Was Sodium Causing Factory Fires?
One summer a factory producing coloring dyes was experiencing many alarms signaling a fire. What was causing these fires?
Mysteries of Science

Dr. Gilleo
Mysteries of Science by Dr. Ken Gilleo
Dr. Gilleo is a chemist, inventor and general problem solver. Ken has been tracking industrial forensics and collecting case histories for decades. These cases are taken from the vast world of industry and commercial enterprise.

Check out Dr. Gilleo's eBook, 100 Mysteries Solved by Science. We hope you enjoy these case histories. You need not be an engineer or scientist to understand the problems and appreciate the solutions.
One of the main products of the National Aniline factory was coloring dyes. Many of the raw materials were hazardous, but once reacted were safe to transport and use. Small amounts of sodium which is highly reactive were used in the dye mix.

The plant utilized an emergency alarm system consisting of an ancient whistle that delivered a series of long and short blasts to indicate the location and type of problem if one occurred. 

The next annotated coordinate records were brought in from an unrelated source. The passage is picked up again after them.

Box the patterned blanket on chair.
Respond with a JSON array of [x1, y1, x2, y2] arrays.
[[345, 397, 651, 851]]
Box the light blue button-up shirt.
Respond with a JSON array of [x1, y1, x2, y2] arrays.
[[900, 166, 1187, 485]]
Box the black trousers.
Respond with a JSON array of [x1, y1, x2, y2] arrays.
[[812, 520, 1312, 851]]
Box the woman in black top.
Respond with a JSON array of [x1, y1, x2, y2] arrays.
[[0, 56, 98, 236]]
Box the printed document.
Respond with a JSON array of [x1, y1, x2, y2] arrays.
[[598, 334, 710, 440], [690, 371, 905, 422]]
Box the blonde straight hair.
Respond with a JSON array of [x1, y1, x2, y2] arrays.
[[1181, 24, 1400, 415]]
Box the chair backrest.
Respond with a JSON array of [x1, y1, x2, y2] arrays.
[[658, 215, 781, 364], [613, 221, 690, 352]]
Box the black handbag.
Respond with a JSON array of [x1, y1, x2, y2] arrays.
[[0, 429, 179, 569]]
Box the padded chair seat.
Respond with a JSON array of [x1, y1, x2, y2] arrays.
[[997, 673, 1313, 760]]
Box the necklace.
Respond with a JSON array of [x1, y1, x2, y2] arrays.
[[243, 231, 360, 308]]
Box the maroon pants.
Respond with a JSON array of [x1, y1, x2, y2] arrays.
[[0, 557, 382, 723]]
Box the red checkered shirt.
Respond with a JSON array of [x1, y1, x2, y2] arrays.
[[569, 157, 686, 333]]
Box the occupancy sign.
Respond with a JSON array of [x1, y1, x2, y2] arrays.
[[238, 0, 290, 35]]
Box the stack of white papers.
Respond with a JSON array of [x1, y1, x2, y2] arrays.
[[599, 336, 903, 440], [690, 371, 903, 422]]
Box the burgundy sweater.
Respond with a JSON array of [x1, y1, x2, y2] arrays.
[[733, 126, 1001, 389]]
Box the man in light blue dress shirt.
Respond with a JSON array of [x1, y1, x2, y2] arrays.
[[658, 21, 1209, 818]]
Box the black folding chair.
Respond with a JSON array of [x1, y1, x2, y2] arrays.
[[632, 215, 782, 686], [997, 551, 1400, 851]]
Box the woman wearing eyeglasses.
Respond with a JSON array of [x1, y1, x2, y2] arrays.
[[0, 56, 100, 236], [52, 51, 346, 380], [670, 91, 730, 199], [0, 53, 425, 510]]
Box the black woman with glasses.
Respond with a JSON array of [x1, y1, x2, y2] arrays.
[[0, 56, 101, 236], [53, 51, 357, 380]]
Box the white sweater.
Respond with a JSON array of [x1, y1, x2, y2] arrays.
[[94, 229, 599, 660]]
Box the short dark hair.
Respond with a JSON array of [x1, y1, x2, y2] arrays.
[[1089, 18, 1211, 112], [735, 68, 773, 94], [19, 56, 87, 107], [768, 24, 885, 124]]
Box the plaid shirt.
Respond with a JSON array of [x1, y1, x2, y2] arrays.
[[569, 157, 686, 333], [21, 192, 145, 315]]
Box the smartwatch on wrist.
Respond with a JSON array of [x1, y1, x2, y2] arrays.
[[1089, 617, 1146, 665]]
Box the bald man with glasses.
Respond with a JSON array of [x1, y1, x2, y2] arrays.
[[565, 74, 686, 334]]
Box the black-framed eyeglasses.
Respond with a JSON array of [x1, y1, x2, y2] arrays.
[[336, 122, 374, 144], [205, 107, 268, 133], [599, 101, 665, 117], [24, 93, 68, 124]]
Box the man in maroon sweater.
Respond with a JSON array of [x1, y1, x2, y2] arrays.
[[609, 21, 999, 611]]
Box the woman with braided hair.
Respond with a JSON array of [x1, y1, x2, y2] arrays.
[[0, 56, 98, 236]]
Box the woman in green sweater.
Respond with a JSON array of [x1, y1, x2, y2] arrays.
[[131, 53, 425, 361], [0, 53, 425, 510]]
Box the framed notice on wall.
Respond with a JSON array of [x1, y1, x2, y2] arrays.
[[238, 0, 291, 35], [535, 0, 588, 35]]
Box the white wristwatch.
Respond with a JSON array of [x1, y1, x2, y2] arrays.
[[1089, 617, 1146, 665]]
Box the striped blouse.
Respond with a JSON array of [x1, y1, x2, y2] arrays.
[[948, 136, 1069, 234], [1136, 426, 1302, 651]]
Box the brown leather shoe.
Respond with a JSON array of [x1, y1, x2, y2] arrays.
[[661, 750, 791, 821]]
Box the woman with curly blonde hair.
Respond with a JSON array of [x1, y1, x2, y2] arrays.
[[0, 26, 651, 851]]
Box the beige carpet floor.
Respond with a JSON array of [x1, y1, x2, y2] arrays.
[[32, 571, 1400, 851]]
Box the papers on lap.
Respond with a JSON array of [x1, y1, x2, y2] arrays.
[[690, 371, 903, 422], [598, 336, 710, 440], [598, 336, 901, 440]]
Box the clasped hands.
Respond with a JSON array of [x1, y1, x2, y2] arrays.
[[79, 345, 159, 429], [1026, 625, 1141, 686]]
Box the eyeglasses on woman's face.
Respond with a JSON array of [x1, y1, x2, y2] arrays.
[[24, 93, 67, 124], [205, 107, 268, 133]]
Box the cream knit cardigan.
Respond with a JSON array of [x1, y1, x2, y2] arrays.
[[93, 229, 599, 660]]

One summer the factory was experiencing many alarms signaling a fire. The head of safety for the factory was trying to figure out how to reduce the number of alarms and incidents.

The fires had all occurred in batches that contained sodium and metal. It was likely that the sodium was igniting causing the alarm. 

What was causing the materials to ignite resulting in daily alarms for the factory? 

Here's the rest of the story.

The materials sat in an open wheelbarrow while the reactor operator got things ready. When it rained, a slow leak in the roof directly overhead would dampen the mix enough for the sodium to react and start a fire. But, before ignition could occur, the reactor operator would move the wheelbarrow over to the reactor room.

It took about 10-minutes for the rain water to seep down to the chunks of sodium. There were no leaks in the reactor room where the mix was igniting so a leaky roof was not considered.